What is obvious is the anti-Catholic animus that exists at the United Nations, in which the Vatican holds Permanent Observer status under its official title, the Holy See’s Mission to the United Nations. This is equivalent to a non-voting membership.
As the last solid international bastion of morality, the church has for a long time been the target of social elites who want to create a new world order based on created rights, as opposed to natural rights.
The sex-abuse scandals have provided a cover for attacking Catholicism. The moral issues that appeared by stealth in the aforementioned report betray the real agenda of the United Nations: to undermine the legitimacy of the church.
Contrary to church teaching, the United Nations through its various auspices provides contraceptives and abortions to the developing world. It has also succeeded in promoting legislation in some countries that makes preaching against homosexual practices, even in churches, a hate crime liable for punishment.
While the United Nations gives lip service to religious freedom as a basic human right, it is itself one of the greatest offenders. This latest attack on Catholic moral doctrine is indicative of the hostility that it bears toward the church.
Note that very little is said about radical Islam’s moral code, especially in its abuse of women’s rights and its poor treatment of female children. Why? Because, the U.N. is afraid of the reaction.
The Muslim members of the United Nations give lip service, at best, to the body’s statements on human rights and laugh up their sleeve at the same time.
By what authority or expertise does the United Nations dare interfere with a religious body’s beliefs? None.
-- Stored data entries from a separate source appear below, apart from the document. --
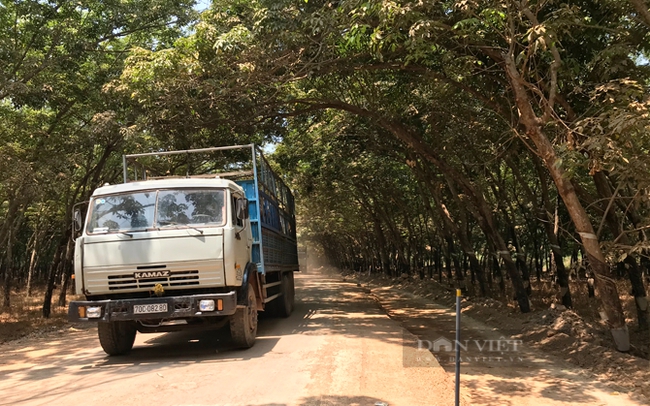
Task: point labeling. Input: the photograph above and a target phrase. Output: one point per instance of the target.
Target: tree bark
(605, 286)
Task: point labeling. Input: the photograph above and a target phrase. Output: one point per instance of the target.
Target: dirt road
(338, 348)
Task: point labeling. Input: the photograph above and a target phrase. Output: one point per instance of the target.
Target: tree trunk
(605, 286)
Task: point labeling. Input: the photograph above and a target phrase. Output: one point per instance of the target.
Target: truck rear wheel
(243, 324)
(117, 337)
By playing the United Nations’ game, the church, in effect, empowers the subversion of its teachings. The Vatican’s participation in this hostile organization only confuses people.
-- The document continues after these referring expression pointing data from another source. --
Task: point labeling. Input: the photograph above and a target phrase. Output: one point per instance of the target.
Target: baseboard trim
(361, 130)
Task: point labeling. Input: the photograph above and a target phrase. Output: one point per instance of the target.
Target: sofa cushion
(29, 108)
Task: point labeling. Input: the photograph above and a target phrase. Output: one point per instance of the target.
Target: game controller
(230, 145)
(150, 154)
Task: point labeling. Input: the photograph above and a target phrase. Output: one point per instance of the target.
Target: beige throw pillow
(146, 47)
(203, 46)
In many instances, it validates through the dissemination of U.N. propaganda the myth of an anti-humanitarian Catholicism.
Committees such as the one mentioned above hope that its criticisms will eventually be recognized by the full body of the United Nations General Assembly and the church will be condemned in international law.
The United Nations is working toward having the Catholic Church identified as an international criminal organization.
Church authorities are playing a dangerous game. They must remember that Christians are in the world, but not of the world. It is the job of the church to point out evil, not to cooperate with it.
Jesus said, “As the world hated me, so will it hate you.”
A strong response from Pope Francis to this latest U.N. anti-Catholic attack is in order. Archbishop Francis A. Challikatt, Vatican nuncio to the United Nations, should demand an apology.
If an apology is not forthcoming, the Holy See should give up its observer status at the United Nations, or, at the very least, stop signing onto documents that can be used to undermine the church.
The Rev. Michael P. Orsi is research fellow in law and religion at Ave Maria School of Law in Naples, Fla.